Information Management: What are the most common themes that you heard among conference participants?
Jack Norris: There were a few big themes, and an interesting non-theme. Topics like streams, machine learning, and advanced analytics were prevalent throughout the conference.
Many data-driven organizations are looking at event streaming architectures for creating new ways to derive business value from their data. This entails not only advantages around acting in real-time, but also data architectures that enable faster time to value.
A micro services architecture is an example of a development/deployment paradigm that leverages a streaming, or “publish-subscribe framework,” to promote rapid application development and agility. These topics all point to a greater industry focus on data platforms that can enable streams, machine learning, and a wide range of analytics.
This is why this was a particularly interesting conference for us. Organizations are recognizing that the first big challenge they need to address is identifying a platform that can cover them for all their business requirements, not only for today and the near future, but for years to come.
Conversations specifically around Apache Hadoop have dropped significantly since last year. More discussions start with requirements and goals around the use of data, versus a presumption that a particular technology is the starting point for solving business problems. These platform discussions are important, and dimensions such as performance, scalability, and reliability are top of mind.

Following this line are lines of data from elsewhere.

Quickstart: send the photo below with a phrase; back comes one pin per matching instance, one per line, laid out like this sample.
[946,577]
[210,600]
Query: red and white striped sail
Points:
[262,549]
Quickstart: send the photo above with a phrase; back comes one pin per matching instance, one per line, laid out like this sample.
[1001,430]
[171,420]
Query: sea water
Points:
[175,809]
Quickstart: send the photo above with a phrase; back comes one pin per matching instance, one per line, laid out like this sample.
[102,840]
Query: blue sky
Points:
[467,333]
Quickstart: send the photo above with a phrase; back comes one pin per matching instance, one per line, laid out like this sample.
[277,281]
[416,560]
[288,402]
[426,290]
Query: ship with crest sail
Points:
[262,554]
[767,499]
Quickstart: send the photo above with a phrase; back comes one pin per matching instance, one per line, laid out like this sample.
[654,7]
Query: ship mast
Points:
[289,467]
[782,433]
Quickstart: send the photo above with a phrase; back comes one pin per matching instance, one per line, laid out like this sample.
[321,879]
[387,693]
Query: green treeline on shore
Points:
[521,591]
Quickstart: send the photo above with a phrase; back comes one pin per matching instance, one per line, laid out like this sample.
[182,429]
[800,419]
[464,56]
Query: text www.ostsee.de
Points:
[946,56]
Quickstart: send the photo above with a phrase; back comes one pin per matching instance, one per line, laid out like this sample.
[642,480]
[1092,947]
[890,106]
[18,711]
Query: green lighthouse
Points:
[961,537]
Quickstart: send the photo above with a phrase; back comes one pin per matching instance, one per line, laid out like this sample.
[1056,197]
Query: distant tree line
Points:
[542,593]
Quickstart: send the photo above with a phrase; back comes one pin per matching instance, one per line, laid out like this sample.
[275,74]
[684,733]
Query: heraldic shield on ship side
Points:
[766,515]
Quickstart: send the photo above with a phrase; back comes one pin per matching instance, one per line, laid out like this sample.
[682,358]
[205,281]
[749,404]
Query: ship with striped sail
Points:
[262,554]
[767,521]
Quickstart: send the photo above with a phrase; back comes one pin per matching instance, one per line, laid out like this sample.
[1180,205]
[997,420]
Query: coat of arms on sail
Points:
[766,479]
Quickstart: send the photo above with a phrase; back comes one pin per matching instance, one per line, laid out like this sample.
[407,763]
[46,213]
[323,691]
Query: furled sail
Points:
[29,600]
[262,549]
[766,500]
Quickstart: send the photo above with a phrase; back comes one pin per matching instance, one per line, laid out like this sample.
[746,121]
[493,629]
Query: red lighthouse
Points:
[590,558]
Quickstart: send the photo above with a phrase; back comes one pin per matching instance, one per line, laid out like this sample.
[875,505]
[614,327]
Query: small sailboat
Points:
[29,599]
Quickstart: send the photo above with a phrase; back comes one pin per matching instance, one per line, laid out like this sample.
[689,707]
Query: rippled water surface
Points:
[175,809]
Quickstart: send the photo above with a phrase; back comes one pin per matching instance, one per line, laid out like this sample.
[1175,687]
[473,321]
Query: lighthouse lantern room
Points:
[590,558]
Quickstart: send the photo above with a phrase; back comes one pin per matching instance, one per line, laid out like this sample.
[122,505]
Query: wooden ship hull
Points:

IM: What are the most common data challenges that attendees are facing?
Norris: The most common data challenges stem from applications dictating how data is organized and stored. Data is prepared into specialized schemas to serve the application. Each application has its own dedicated silo, and the result is that you have a proliferation of silos.
The average company has hundreds of data silos throughout their organization. It’s a major challenge to deal with the many ETL processes, data duplication, and different protection schemes etc. Big Data solutions have increased these siloes which also impact data analytics.